H a z e l cara,
sono qui al computer per recensire questa tua storia, mentre ascolto la versione orchestrale di Lacie - l'atmosfera -. Letta l'introduzione, una vocina proveniente dalla testa - o dal cuore, chissà - mi ha sussurrato all'orecchio di stare attenta perché, a lettura finita, non sarei uscita perfettamente indenne. Ti lascio indovinare la conclusione della favola.
Ammetto di aver creduto, subito dopo la prima riga, che l'episodio trattato si collocasse all'inizio di Pandora, nel decennio in cui Oz galleggiava nell'oscurità di Abyss, ma subito dopo - precisamente all'inizio della terza frase, «Su una rossa poltrona che ora chiameremmo 'd'altri tempi'» - ho cambiato idea.

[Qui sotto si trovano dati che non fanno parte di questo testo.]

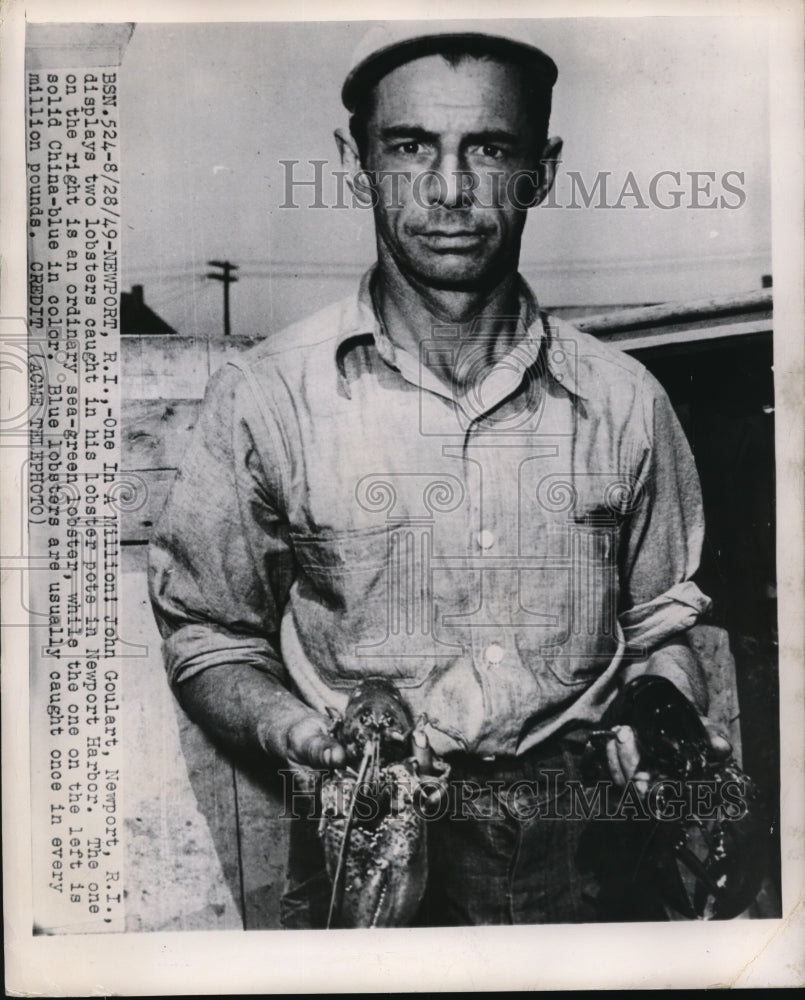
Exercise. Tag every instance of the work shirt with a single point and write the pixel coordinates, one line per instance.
(499, 549)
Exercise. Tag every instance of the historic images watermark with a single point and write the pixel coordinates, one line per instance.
(551, 796)
(310, 184)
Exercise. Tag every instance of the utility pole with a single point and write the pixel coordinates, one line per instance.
(227, 278)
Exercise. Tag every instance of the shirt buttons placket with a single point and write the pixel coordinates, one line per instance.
(494, 654)
(485, 539)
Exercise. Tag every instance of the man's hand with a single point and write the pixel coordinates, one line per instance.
(309, 743)
(623, 754)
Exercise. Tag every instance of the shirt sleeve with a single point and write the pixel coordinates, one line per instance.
(220, 563)
(662, 540)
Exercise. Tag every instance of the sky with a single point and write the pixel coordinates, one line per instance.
(210, 111)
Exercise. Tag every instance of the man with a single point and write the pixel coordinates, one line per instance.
(435, 483)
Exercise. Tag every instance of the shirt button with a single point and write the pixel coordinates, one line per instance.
(485, 539)
(494, 653)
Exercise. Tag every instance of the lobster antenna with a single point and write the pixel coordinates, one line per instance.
(368, 753)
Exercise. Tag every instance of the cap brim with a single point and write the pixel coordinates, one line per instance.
(372, 69)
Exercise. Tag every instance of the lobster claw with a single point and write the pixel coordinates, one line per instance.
(704, 863)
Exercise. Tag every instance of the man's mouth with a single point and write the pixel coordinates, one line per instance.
(451, 241)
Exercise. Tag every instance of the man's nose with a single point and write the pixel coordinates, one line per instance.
(450, 185)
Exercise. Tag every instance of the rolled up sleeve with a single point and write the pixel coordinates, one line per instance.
(662, 540)
(220, 564)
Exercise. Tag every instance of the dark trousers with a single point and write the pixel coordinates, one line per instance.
(503, 853)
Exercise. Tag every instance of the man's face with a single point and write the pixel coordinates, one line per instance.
(456, 137)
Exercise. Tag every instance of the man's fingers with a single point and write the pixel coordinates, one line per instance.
(719, 743)
(310, 743)
(623, 755)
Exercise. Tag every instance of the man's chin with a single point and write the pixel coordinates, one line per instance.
(455, 273)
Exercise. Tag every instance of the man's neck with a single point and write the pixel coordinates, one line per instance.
(410, 312)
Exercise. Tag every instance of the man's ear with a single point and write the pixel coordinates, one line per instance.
(549, 162)
(357, 178)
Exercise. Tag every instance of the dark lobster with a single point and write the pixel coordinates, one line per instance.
(373, 825)
(701, 863)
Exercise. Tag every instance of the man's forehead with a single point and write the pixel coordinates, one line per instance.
(435, 88)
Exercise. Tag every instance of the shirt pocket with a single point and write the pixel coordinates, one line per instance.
(576, 595)
(361, 606)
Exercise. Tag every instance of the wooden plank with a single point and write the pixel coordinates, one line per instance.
(645, 339)
(156, 432)
(263, 836)
(678, 312)
(178, 796)
(172, 367)
(151, 491)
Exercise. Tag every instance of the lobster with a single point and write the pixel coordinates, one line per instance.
(374, 811)
(699, 864)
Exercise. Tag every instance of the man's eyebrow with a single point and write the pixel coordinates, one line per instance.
(421, 134)
(493, 136)
(408, 132)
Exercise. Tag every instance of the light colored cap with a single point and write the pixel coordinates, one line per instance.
(386, 46)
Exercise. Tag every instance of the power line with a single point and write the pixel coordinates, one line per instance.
(226, 278)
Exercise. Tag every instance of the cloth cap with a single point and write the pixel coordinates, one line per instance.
(386, 46)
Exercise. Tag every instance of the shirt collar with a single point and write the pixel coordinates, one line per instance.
(359, 321)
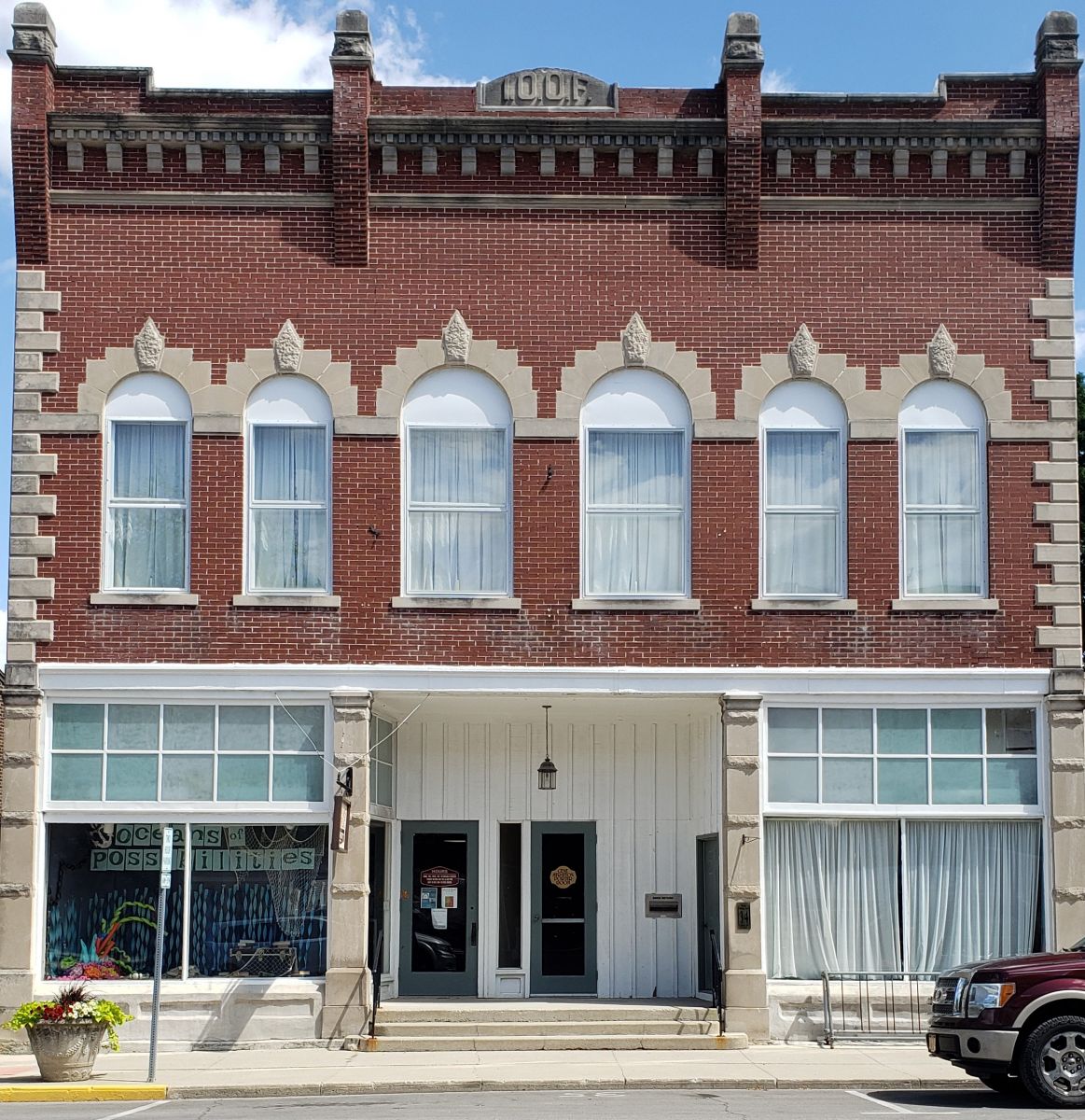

Ed è nato una sorta di dubbio, accompagnato da una nota d'ansia e timore. Accresciuta irrimediabilmente all'apparizione della Volontà. Giuggiola.
Parliamo della storia, adesso. Il mio pensiero lo terrò per ultimo.
Hai descritto sia l'aspetto visivo - l'oscurità infinita, trapunta di oggetti vari - e l'aspetto sonoro - il ticchettio dell'orologio e la successiva, triste melodia che graffiano il silenzio perenne - di Abyss, dando al lettore la possibilità di creare, nella propria mente, un'immagine simile a quella originale, alla tua. Home run.
Un senso di inquietudine aleggia in tutto il racconto - è una percezione debole, fumosa quasi, non appesantisce per nulla il lettore -. E la tristezza traspare dalle povere battute che si scambiano i due personaggi, dalla vendetta carezzata più volte e dall'idea sulla natura della razza umana - e uso queste parole perché Oz pare aver perso fiducia nella gente tanto da scostarsi completamente, perché preferisce usare il termine "umani" a "persone" e ciò mi addolora. Sembra quasi che abbia scordato tutto, che l'amarezza di un determinato evento abbia cancellato ogni ricordo lieto -.
E Oz lo dice, ripete chiaramente quanto la speranza sia inutile nella loro realtà, ma la giovane decide di ignorare la sua affermazione e con struggente naturalezza esprime il suo desiderio, cancellando quasi, dal tempo, le parole di Oz. E anche dal cuore di quest'ultimo.
In parole povere, sto sclerando. Brava, davvero brava. Per quanto breve, hai reso la storia emozionante. Ti abbraccerei - fuggi -.
Ora il mio pensieruccio-tanto-uccio-no. Ecco... ho l'impressione che questa storia sia una specie di bad ending di Pandora Hearts, in cui Oz è nuovamente caduto in Abyss - forse per mano altrui, forse a causa del suo stesso potere -. Non lo so, ho questa strana idea... sento anche odore di tragedia. Imminente, aggiungerei.
Basta, la smetto di blaterare e mi dileguo. Complimenti ancora.